Giuseppe Massafra, segretario generale della CGIL di Taranto, chiama a raccolta per venerdì 17 ottobre (a partire dalle 9.00 nell’aula Magna dell’Istituto Tecnico “Fermi” in corso Italia 306 a Taranto) l’attivo dei quadri e delegati del suo sindacato e sintetizza una presa di posizione netta nei confronti di quello che in questi giorni sta passando come una riforma del mercato del lavoro e che la Cgil nazionale sintetizza nell’hashtag  #tutogliioincludo (TU TOGLI, IO INCLUDO).

Il sindacato va dunque in controtendenza. «Mentre il segno della riforma di Renzi tende a cancellare – si legge nella nota di Giuseppe Massafra -, la Cgil pensa ad estendere un diritti che fino a ieri riguardavano prevalentemente solo i lavoratori delle grandi imprese (al di sopra dei 15 dipendenti). Una platea totale di 9milioni di lavoratori (su 23milioni) e solo il 3% delle aziende italiane».

«Nell’attivo di venerdì faremo il punto su una situazione che ha del paradossale e che qui a Taranto la crisi ha contribuito a rendere ancora più selvaggia – dice Massafra – perché se l’idea del cambiamento della politica economica di questo paese passa dalle forche caudine del Job Acts significa che Renzi avrà forse inaugurato qua e là qualche fabbrica “modello” in giro per l’Italia ma non conosce la reale condizione del paese e del nostro mercato del lavoro, costretto ancora a registrare licenziamenti vergognosi e discriminatori in un call center da sottoscala, in una grande fabbrica dell’appalto Ilva, o nelle centinaia di piccole e medie aziende che di fronte alla crisi impongono condizioni di lavoro e retribuzioni da medioevo».

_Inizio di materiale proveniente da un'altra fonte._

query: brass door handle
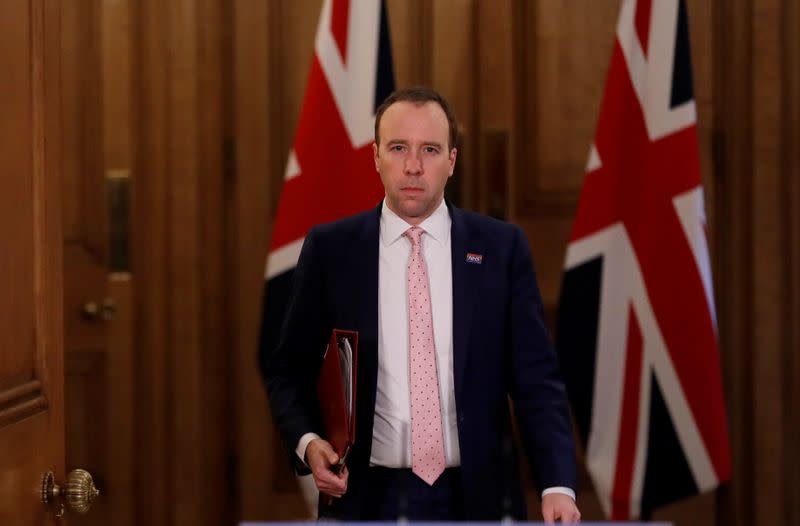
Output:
[83,298,117,321]
[42,469,100,517]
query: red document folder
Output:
[317,329,358,468]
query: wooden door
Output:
[61,0,135,526]
[0,0,64,526]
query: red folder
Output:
[317,329,358,471]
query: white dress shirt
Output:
[370,201,461,468]
[296,200,575,499]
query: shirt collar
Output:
[381,198,451,246]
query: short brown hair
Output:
[375,86,458,150]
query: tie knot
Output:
[403,226,425,247]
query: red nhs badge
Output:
[467,252,483,265]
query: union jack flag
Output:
[557,0,731,520]
[259,0,394,509]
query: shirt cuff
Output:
[544,488,575,500]
[294,433,322,466]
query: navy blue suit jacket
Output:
[265,203,576,520]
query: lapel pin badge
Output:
[467,252,483,265]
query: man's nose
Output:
[405,154,422,175]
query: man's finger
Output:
[542,506,555,524]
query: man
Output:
[265,88,580,522]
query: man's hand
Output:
[542,493,581,524]
[306,438,348,497]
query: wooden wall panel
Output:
[781,5,800,524]
[133,0,234,525]
[520,0,619,196]
[432,0,479,207]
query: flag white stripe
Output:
[264,237,306,279]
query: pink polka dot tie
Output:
[404,226,444,485]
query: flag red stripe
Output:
[270,56,383,252]
[611,306,642,520]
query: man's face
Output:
[373,101,456,225]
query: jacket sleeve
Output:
[508,226,577,492]
[263,229,326,474]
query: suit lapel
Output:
[448,203,485,401]
[345,206,380,442]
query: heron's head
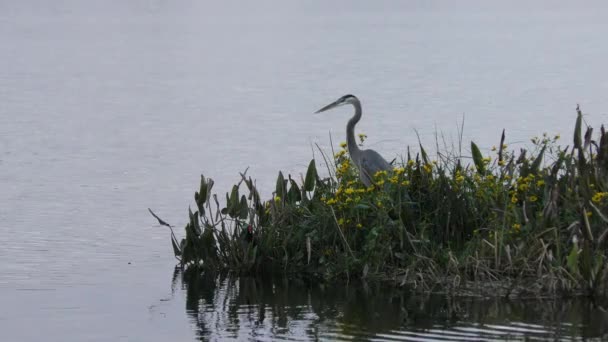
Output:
[315,94,359,114]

«L’ombrello dell’art. 18 dunque – anche per la Cgil di Taranto – rimane un riparo troppo piccolo per un mercato del lavoro che via via si snatura e si imbarbarisce». 

Nell’attivo di venerdì la voce di questo mondo farà una sintesi di istanze da portare a Roma il prossimo 25 ottobre nell’ambito della manifestazione indetta dalla Cgil nazionale.